Авдотья Григорьевна засмеялась.
– Пожеманятся-пожеманятся, а потом за обе щеки уплетают!
– Только ангелы с неба не просят хлеба, – сказала Керкира. – Раздразнить охоту к еде нужно запахами. Иноземная еда – два грибка на тарели. А введи в раж – и поросенка съедят, и косточки обсосут.
В тот же день очутилась Керкира в доме Артамона Сергеевича. Комнату ей отвели светлую, теплую. Кухня изумила чистотой. Всякая вещь свое место знает. На стенах для кухонного обихода шкафы, чтоб ничто не пылилось.
Нерусский обиход, но Керкире порядок понравился. Приготовила обед – к столу позвали. Жалованье стряпухе Артамон Сергеевич назначил, как ротмистру. Да еще спросил: не мало ли?
– Помилуй тебя Бог! – изумилась Керкира. – За что такая награда?
– Красная еда, – серьезно объяснил распорядитель посольской печати, – отворит замкнутое сердце скорее, нежели красное слово. Будем вместе трудиться на благо Московского царства. Завтра у нас обедает священник из Малороссии. Ах, если бы он расчувствовался за столом-то!
– Пампушек напеку! – решила Керкира.
И таких наготовила пампушек – батюшка прослезился: уважают, а потому и сам преданность выказал.
Призадумался Артамон Сергеевич: добрая еда и впрямь службу служит.
Керкира обрела покой и даже почет, но в эти же самые дни решена была судьба Федосьи Прокопьевны.

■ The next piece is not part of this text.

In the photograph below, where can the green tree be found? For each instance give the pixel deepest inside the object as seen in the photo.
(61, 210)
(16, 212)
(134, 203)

На Иоанна Златоуста после службы царь позвал в Столовую палату патриарха Иоасафа, бояр и ближних людей. Потрясая полоскою бумаги, говорил святейшему пастырю слова укоризны:
– Се неистовое послание получил я от распопа Доментиана. Я – великий государь святой Руси, помазанник Божий – для сего безумца есть рог Антихриста, а ты, отец, архипастырь мира православного – по слову ненависти – сосуд лжи, подбрех. Доментиан сказал «слово и дело», его везли в Москву, а он от стрельцов бежал, оставя сие послание. И где бежал-то! Из Сергиевой лавры, из-под носа святой братии! Нашлись потатчики! Невелика беда, коли бы узника хлебцем подкормили. А вот на волю отпустить хулителя царя, патриарха, святых наших соборов – воровство и бунт. Сыскать бы жалельщиков – да в сруб!